Kat cerró los ojos con fuerza porque seguía con ganas de llorar y contuvo un sollozo. Lo quería y lo odiaba al mismo tiempo: lo quería por reconocer que habían tenido algo especial y lo odiaba por haber esperado para decírselo hasta el último momento.
–¿Y si vuelves a cambiar de opinión? –le preguntó–. ¿Y si dentro de un par de semanas ya no es eso lo que quieres?
–Es un riesgo que estoy dispuesto a asumir. Siempre seré sincero contigo. No quiero perderte.
Kat se tragó el nudo que tenía en la garganta e intentó volver a respirar con normalidad. Suponía que no podía esperar mucho más de él.
Mikhail no quería perderla todavía, pero había estado a punto de dejarla marchar. Cómo de cerca había estado de hacerlo sería algo que se preguntaría siempre. ¿Habría ido tras ella si se hubiese subido a aquel helicóptero?
–Tengo una casa en el campo que creo que te gustará –le dijo Mikhail–. Puedes invitar a venir a tus hermanas y hacer como si fuese tuya.
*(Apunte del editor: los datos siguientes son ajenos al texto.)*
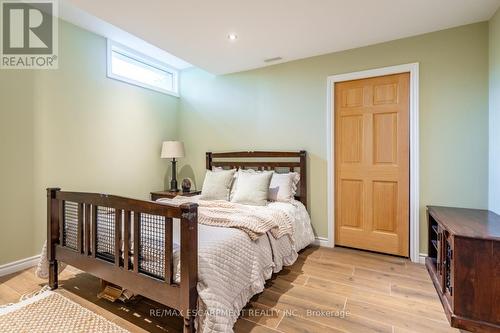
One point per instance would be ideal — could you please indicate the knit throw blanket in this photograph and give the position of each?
(255, 221)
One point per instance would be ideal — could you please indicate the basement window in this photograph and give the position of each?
(130, 66)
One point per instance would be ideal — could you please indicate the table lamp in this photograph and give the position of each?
(173, 150)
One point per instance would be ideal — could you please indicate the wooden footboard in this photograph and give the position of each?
(127, 242)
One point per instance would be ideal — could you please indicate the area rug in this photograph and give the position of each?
(48, 311)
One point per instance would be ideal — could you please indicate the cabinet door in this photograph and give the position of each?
(448, 266)
(439, 256)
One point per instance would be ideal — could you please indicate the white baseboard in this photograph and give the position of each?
(19, 265)
(322, 241)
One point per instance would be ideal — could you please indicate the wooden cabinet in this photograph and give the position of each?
(464, 265)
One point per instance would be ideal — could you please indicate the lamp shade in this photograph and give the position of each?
(172, 149)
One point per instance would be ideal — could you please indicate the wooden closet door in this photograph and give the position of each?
(372, 164)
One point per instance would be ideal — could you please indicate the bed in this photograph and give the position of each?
(158, 249)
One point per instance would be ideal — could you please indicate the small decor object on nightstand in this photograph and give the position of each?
(186, 185)
(173, 150)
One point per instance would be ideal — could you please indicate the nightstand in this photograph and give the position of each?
(168, 194)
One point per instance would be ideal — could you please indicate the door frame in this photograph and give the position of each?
(413, 69)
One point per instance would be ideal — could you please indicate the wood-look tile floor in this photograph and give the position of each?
(326, 290)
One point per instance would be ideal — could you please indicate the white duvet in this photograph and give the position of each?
(232, 268)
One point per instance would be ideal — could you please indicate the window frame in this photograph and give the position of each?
(137, 56)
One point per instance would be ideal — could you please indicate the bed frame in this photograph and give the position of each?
(107, 236)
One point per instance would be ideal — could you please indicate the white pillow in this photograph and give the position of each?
(283, 186)
(217, 184)
(252, 188)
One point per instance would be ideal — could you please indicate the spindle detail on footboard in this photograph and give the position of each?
(126, 242)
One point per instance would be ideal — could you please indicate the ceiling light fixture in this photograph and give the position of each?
(232, 37)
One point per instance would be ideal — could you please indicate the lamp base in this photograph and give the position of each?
(173, 182)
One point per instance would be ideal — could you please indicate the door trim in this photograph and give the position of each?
(413, 69)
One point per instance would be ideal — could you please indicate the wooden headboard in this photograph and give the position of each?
(278, 161)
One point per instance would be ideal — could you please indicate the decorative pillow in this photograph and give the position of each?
(252, 188)
(283, 186)
(217, 184)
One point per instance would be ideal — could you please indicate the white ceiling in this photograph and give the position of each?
(196, 30)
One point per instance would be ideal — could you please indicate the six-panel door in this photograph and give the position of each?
(372, 164)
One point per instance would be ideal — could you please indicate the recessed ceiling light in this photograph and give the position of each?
(273, 59)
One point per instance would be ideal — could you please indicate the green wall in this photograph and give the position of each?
(79, 130)
(494, 162)
(283, 107)
(76, 129)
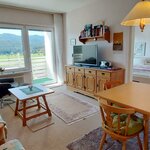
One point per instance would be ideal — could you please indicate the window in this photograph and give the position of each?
(42, 56)
(23, 48)
(11, 49)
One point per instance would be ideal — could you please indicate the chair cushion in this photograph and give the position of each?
(135, 124)
(12, 145)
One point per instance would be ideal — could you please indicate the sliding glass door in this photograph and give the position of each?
(42, 56)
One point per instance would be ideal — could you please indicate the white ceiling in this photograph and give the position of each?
(59, 6)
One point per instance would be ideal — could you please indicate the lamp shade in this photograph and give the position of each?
(139, 15)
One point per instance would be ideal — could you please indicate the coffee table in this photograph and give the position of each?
(25, 93)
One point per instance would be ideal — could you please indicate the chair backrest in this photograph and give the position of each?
(7, 80)
(116, 119)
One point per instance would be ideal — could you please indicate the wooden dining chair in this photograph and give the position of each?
(120, 123)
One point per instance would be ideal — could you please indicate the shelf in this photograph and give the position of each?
(96, 38)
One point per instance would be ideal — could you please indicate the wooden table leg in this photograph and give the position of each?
(146, 126)
(46, 105)
(38, 102)
(16, 109)
(24, 113)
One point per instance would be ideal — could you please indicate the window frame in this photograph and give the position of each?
(19, 27)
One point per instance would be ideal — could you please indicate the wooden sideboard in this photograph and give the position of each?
(90, 81)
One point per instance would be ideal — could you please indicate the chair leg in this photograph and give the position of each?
(102, 141)
(124, 145)
(139, 142)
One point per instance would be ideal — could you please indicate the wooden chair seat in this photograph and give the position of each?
(120, 123)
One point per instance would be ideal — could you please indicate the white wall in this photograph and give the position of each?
(112, 12)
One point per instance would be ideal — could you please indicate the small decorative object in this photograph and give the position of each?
(72, 41)
(2, 69)
(30, 87)
(118, 41)
(140, 49)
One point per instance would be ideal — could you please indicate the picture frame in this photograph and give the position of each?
(140, 49)
(73, 41)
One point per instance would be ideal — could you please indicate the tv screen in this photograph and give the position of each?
(85, 55)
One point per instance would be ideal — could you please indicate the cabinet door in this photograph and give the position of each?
(100, 83)
(79, 81)
(90, 84)
(70, 79)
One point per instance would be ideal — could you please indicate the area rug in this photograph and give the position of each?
(70, 109)
(91, 141)
(37, 123)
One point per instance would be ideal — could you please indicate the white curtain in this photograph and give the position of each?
(58, 31)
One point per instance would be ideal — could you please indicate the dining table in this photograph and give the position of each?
(134, 95)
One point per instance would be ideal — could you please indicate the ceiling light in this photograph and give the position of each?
(138, 16)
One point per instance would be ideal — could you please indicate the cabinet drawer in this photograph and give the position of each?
(70, 69)
(90, 72)
(79, 70)
(103, 74)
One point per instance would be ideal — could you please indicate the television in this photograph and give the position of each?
(85, 55)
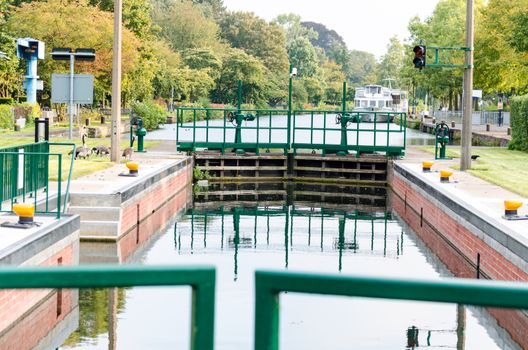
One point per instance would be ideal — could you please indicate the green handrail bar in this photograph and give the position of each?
(200, 278)
(36, 159)
(222, 141)
(355, 118)
(269, 284)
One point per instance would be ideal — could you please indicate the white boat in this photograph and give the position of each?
(377, 98)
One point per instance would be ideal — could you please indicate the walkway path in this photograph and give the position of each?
(484, 197)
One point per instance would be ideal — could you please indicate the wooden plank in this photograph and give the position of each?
(339, 170)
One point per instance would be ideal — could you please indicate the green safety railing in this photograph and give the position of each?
(25, 174)
(200, 279)
(216, 129)
(269, 284)
(341, 132)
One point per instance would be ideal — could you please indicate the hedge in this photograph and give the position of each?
(152, 114)
(6, 117)
(519, 123)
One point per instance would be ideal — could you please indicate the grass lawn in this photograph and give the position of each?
(500, 166)
(81, 166)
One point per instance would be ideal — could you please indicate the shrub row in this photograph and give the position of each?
(519, 123)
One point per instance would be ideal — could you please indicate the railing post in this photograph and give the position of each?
(266, 315)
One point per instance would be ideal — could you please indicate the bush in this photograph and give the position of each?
(519, 123)
(152, 114)
(6, 117)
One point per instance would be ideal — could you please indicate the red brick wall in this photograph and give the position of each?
(153, 199)
(131, 241)
(454, 245)
(27, 332)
Y vendrás conmigo a la boda de Luka.
Ella lo agarró de la chaqueta de seda y lino y lo miró con los ojos todavía húmedos y el corazón acelerado.
Él pasó un dedo por la generosa curva de su labio inferior.
–Funcionará... ya lo verás –predijo con su habitual seguridad.
Luego la besó apasionadamente y Kat dejó de pensar.
Terminó el día tumbada en su cama, con el cuerpo débil y saciado, preguntándose si habría sido una locura acceder a quedarse con él. ¿Estaría limitándose a posponer el momento de la decepción? ¿Estaría prolongando su sufrimiento? Lo amaba con locura, pero se temía que lo que Mikhail sentía por ella fuese solo deseo.